In der Studentenwohnanlage mit 545 Wohnplätzen finden sich individuelle wie auch gemeinschaftsorientierte Wohnformen, Wohnungen für Rollstuhlfahrer und Gemeinschaftsräume. Garagen für Fahrräder und PKWs, ein Kindergarten – mit Bobbycar-Garage – und sehr beliebte Dachterrassen gehören zur Ausstattung des Projektes.

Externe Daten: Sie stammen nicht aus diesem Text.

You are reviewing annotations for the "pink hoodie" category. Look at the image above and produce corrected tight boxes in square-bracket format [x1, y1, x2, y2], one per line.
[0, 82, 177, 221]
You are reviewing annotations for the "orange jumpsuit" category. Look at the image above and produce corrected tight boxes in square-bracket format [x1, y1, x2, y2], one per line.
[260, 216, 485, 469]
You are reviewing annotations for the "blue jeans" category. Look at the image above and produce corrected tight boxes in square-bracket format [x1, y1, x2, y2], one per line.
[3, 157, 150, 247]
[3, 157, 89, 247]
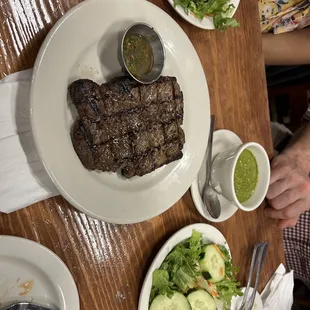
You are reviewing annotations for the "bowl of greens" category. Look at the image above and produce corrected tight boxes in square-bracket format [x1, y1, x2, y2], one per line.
[138, 224, 242, 310]
[168, 0, 240, 31]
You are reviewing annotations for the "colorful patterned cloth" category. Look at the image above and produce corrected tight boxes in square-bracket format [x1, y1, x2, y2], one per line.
[258, 0, 310, 34]
[283, 211, 310, 286]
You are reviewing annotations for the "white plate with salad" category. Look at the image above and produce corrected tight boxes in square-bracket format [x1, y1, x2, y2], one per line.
[168, 0, 240, 31]
[138, 224, 242, 310]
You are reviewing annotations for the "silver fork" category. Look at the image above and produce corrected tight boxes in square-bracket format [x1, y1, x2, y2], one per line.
[239, 242, 269, 310]
[0, 302, 56, 310]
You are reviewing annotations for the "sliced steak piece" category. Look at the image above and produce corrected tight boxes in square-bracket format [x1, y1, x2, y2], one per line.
[69, 77, 185, 178]
[71, 120, 101, 170]
[122, 140, 183, 178]
[69, 79, 103, 122]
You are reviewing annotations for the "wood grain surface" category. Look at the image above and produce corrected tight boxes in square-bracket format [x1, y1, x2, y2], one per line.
[0, 0, 284, 310]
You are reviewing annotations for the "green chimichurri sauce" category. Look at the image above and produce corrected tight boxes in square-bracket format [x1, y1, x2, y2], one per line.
[123, 33, 154, 78]
[234, 150, 258, 203]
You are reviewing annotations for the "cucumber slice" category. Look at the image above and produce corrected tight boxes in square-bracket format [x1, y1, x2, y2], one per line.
[199, 244, 225, 283]
[187, 290, 216, 310]
[150, 292, 192, 310]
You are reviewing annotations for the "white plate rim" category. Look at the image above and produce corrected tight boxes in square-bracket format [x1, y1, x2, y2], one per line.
[0, 235, 80, 310]
[138, 223, 231, 310]
[30, 0, 210, 224]
[168, 0, 240, 30]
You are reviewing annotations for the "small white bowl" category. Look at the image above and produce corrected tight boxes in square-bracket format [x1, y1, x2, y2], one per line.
[211, 142, 270, 211]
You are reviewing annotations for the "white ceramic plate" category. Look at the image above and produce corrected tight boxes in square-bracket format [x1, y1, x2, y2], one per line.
[168, 0, 240, 30]
[0, 236, 80, 310]
[230, 287, 264, 310]
[30, 0, 210, 224]
[191, 129, 242, 222]
[138, 224, 229, 310]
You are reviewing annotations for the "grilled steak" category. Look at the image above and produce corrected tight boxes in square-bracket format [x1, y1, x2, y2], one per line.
[69, 77, 185, 178]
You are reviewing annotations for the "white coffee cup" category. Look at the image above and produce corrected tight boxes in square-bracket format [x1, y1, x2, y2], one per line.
[210, 142, 270, 211]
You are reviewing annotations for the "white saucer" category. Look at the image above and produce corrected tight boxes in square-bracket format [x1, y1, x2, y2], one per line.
[0, 236, 80, 310]
[191, 129, 242, 222]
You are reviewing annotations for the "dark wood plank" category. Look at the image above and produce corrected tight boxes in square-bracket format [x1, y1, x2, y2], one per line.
[0, 0, 284, 310]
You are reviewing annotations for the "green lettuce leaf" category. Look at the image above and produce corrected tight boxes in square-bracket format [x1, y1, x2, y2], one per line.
[216, 245, 243, 310]
[174, 0, 240, 31]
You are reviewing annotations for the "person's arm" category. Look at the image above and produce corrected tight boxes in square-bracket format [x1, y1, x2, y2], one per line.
[265, 123, 310, 228]
[263, 28, 310, 65]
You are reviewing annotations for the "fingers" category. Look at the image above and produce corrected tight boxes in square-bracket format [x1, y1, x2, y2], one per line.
[267, 179, 288, 200]
[265, 200, 308, 220]
[277, 218, 297, 229]
[270, 156, 289, 184]
[269, 188, 303, 210]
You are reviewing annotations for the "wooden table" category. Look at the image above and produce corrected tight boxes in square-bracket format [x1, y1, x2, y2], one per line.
[0, 0, 284, 310]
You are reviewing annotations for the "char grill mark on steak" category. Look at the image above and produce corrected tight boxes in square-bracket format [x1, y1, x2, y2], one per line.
[72, 77, 183, 145]
[69, 77, 185, 178]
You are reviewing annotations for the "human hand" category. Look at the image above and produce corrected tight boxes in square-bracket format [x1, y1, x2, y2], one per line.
[265, 150, 310, 228]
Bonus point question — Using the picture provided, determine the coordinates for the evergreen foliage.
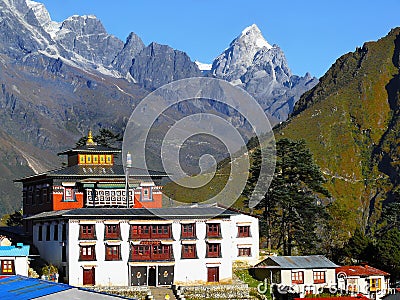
[244,139,329,255]
[6,210,22,226]
[75,128,122,147]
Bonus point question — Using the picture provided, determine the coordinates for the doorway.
[83,267,96,285]
[147,267,157,286]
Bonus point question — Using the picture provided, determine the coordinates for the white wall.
[231,214,260,265]
[33,211,259,286]
[0,256,29,276]
[68,220,129,286]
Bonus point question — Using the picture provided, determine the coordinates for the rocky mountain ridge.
[0,0,313,216]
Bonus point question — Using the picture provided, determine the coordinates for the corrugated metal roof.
[336,265,390,277]
[47,165,167,177]
[57,145,121,155]
[254,255,338,269]
[0,245,29,257]
[26,207,239,219]
[14,165,167,182]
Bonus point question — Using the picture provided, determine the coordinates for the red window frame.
[206,243,221,258]
[181,223,196,238]
[1,260,15,275]
[207,223,221,237]
[79,245,96,260]
[313,271,325,283]
[238,248,251,257]
[130,225,151,239]
[292,271,304,284]
[182,244,197,258]
[238,226,250,237]
[105,245,121,260]
[130,244,172,261]
[79,224,96,240]
[104,224,121,239]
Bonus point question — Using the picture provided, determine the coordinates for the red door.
[207,267,219,282]
[83,267,95,285]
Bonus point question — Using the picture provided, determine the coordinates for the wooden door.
[83,267,96,285]
[207,267,219,282]
[147,267,157,286]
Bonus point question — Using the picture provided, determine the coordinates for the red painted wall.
[53,192,83,210]
[133,194,162,208]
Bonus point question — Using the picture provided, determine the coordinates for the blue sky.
[38,0,400,77]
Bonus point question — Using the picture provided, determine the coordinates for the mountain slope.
[210,24,318,121]
[277,28,400,231]
[0,0,315,214]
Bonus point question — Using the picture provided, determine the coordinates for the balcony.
[129,245,174,261]
[129,224,172,240]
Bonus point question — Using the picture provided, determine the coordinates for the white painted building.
[0,237,30,277]
[336,264,392,299]
[30,206,259,286]
[252,255,338,298]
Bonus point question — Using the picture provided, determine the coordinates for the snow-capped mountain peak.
[211,24,274,83]
[236,24,272,49]
[26,0,60,38]
[194,60,212,71]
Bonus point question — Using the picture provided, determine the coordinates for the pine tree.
[255,139,329,255]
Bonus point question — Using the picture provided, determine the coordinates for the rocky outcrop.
[130,43,202,89]
[211,24,318,121]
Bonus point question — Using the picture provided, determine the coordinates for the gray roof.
[26,207,239,220]
[254,255,339,269]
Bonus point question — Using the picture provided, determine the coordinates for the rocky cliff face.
[130,43,202,89]
[211,25,318,121]
[0,0,313,214]
[276,28,400,240]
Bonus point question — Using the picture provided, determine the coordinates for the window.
[130,224,172,239]
[79,245,96,260]
[151,225,171,238]
[130,225,150,239]
[38,225,43,241]
[64,188,74,201]
[61,223,67,241]
[238,248,251,256]
[370,278,381,292]
[46,225,51,241]
[182,244,197,258]
[105,245,121,260]
[142,188,150,200]
[181,224,196,238]
[207,223,221,237]
[132,245,150,258]
[313,271,325,283]
[35,186,43,204]
[53,224,58,241]
[1,260,15,275]
[292,271,304,284]
[42,187,50,203]
[206,243,221,257]
[130,244,173,261]
[238,226,250,237]
[104,224,121,240]
[79,224,96,240]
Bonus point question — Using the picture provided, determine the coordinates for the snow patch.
[194,60,212,71]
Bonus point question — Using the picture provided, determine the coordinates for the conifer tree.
[244,138,329,255]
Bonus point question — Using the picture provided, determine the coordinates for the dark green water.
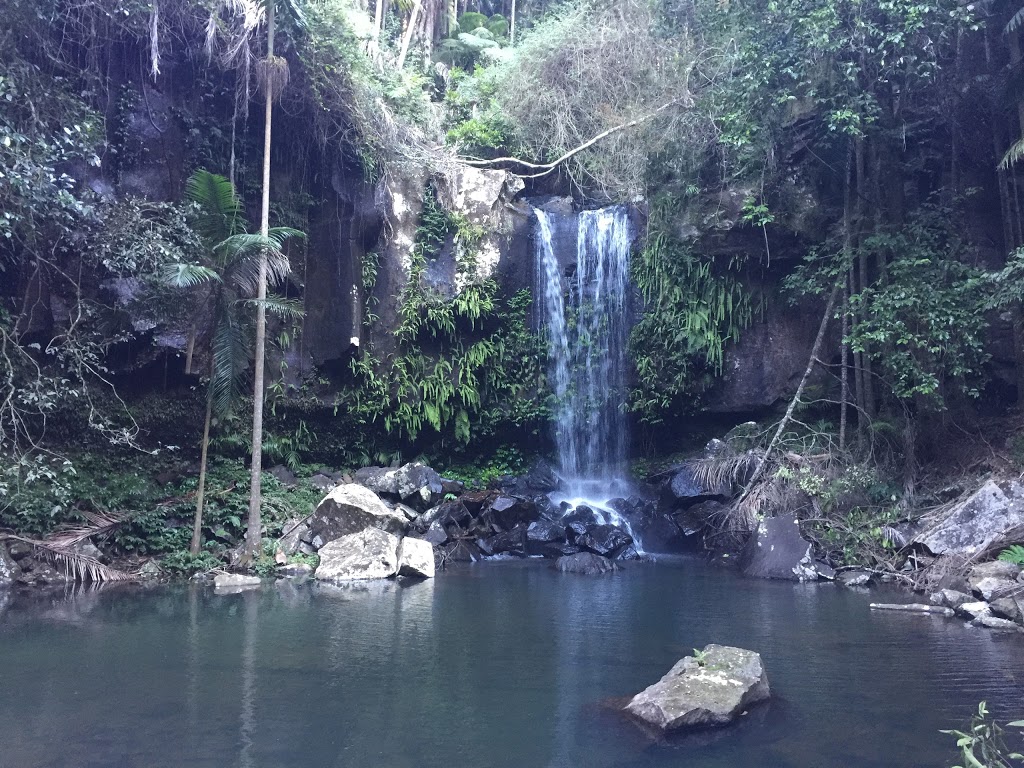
[0,560,1024,768]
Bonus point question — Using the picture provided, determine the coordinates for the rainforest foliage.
[0,0,1024,569]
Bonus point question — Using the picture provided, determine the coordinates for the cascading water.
[535,206,639,544]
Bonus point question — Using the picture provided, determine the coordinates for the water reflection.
[0,561,1024,768]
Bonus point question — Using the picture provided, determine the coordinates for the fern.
[999,544,1024,567]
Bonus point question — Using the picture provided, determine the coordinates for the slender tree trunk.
[371,0,384,58]
[188,393,213,555]
[856,139,874,419]
[398,0,423,70]
[246,0,274,562]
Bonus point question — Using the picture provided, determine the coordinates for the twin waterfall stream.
[535,206,639,549]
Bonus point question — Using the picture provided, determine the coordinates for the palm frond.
[245,296,305,321]
[686,451,760,490]
[230,246,292,296]
[158,263,220,288]
[46,510,127,549]
[185,169,246,243]
[1004,8,1024,35]
[281,0,307,30]
[0,534,138,582]
[999,137,1024,170]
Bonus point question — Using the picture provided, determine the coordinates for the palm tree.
[162,170,304,555]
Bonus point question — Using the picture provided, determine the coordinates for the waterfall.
[535,206,632,500]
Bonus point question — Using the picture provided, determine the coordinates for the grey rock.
[394,502,420,522]
[968,577,1021,601]
[575,525,633,558]
[398,536,434,579]
[278,562,313,579]
[484,524,526,555]
[266,464,299,488]
[928,589,975,610]
[487,496,541,530]
[355,462,444,509]
[836,570,871,587]
[309,483,409,547]
[213,573,262,590]
[138,560,164,579]
[423,520,447,547]
[554,552,618,575]
[971,613,1024,632]
[278,517,309,555]
[309,472,338,492]
[7,542,32,562]
[988,595,1024,625]
[913,480,1024,557]
[740,514,811,581]
[315,527,398,582]
[626,645,771,731]
[444,541,483,562]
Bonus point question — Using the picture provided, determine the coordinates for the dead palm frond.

Die 18 Meter Grundstückstiefe werden voll ausgenutzt: die Zimmer auf der Ost- und Westseite sind jeweils ganz auf die Baugrenze geschoben. Daraus ergibt sich im Inneren des Sockelgebäudes eine über drei Geschosse offene Halle. Diese erschließt die Zimmer mit eigenen Badzellen und dient als sozialer Pufferraum: Sie fördert die Kommunikation, auch über die Geschosse hinweg. Die Hallen sind aber auch thermische Puffer, sie werden nicht auf die normale Zimmertemperatur geheizt, sondern haben minimal circa 16 Grad: die Zufuhr von Wärmeenergie erfolgt über Luft, die über einen hundert Meter langen, parallel zur der Tiefgarage verlaufenden Erdkanal vorgewärmt oder vorgekühlt wird. Zusammen mit der Brauchwassererwärmung über Solarkollektoren ergibt sich ein ökonomisch sinnvolles Energiekonzept. Die Zimmer werden über lokale Fernwärme beheizt, die über 70% mittels Kraft-Wärmekopplung gewonnen wird.